Communication#

The point of talking is not to agree. It is to keep the water moving between you.

I once left a glass of water on the kitchen counter for three days. Forgot about it entirely. When I finally picked it up, a thin film had formed on the surface. The water was still clear, still technically drinkable. But something about it had gone stale — not because anything was added, but because nothing had moved.

I think about that glass when I think about the long silences that settle between people who share a life. Not the comfortable silences — those feel like resting side by side after a walk. I mean the other kind. The silence that creeps in when you stop sharing the small things. When “how was your day” turns into a formality and “fine” becomes the only answer anyone gives. When two people eat dinner at the same table and neither one mentions the thing that made them laugh that afternoon, or the worry that circled their mind on the drive home.

My parents went through a stretch like that when I was a teenager. They did not fight — that would have required contact. They simply orbited each other, two planets in the same system with nothing pulling them together. My mother cooked, my father read, and the house stayed quiet in a way that felt heavy, like a room before a storm that never comes. Years later, my mother told me the turning point was absurdly small. One evening, my father looked up from his newspaper and said, “The maple in the front yard is turning early this year.” That was it. A sentence about a tree. But it cracked something open, and they talked for an hour — not about anything important. The yard, the neighbors, a trip they took ten years ago. The water started moving again.

I came to understand that the purpose of daily conversation is not to exchange information or solve problems. It is to prevent settling. When two lives stop mixing, they separate into layers, like oil and vinegar left on the shelf. The thoughts, feelings, and small observations that make up a person sink to different levels, and soon you are living parallel lives under the same roof, each sealed in your own layer.

The remedy is not the dramatic “we need to talk” conversation. That is like shaking a settled bottle so hard the cap flies off. What keeps a relationship blended is the steady, gentle stirring of daily small talk. Mentioning a cloud you noticed. Sharing a thought that has not fully formed yet.

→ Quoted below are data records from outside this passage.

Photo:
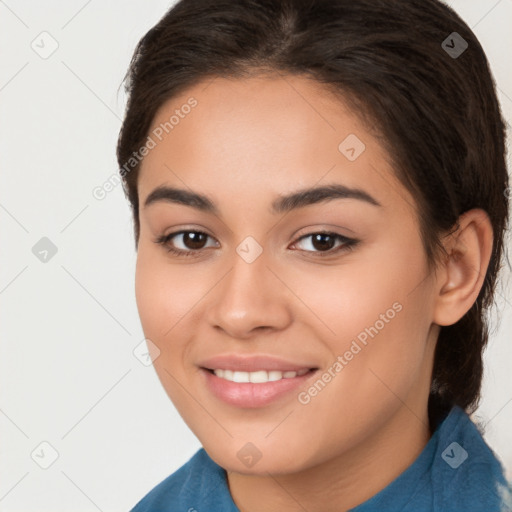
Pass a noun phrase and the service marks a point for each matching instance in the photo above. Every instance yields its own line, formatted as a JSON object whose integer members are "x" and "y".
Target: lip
{"x": 248, "y": 394}
{"x": 252, "y": 363}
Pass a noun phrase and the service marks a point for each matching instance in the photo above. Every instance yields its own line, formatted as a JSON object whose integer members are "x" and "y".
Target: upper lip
{"x": 237, "y": 362}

Asking a question you do not need the answer to, just to hear the other person’s voice working through it.

A friend of mine tells his wife one thing each day that he noticed and she did not. It is never profound. “The cat sat on your jacket all afternoon.” “The baker on Fifth Street changed his sign.” These are not important observations. But they are invitations — small openings that say, I am still paying attention to the world, and I want you in it.

The best conversations happen when nobody is trying to have a good conversation. They happen while washing dishes, while walking to the car, while waiting for the kettle to boil. They happen in the margins of a day, in the cracks between tasks, when the mind is loose and the guard is down. That is where the real stirring takes place — not in the scheduled heart-to-heart, but in the unplanned, unremarkable back-and-forth of an ordinary evening.

Today, try sharing one small thing with someone close to you. Not a problem, not a plan, not a question that demands a serious answer. Just a passing observation. Something you noticed. Something that caught your eye for half a second. “The light looked different on the walk home tonight.” It is a tiny pour of water from one glass to another. It will not solve anything. But it will keep things from going stale.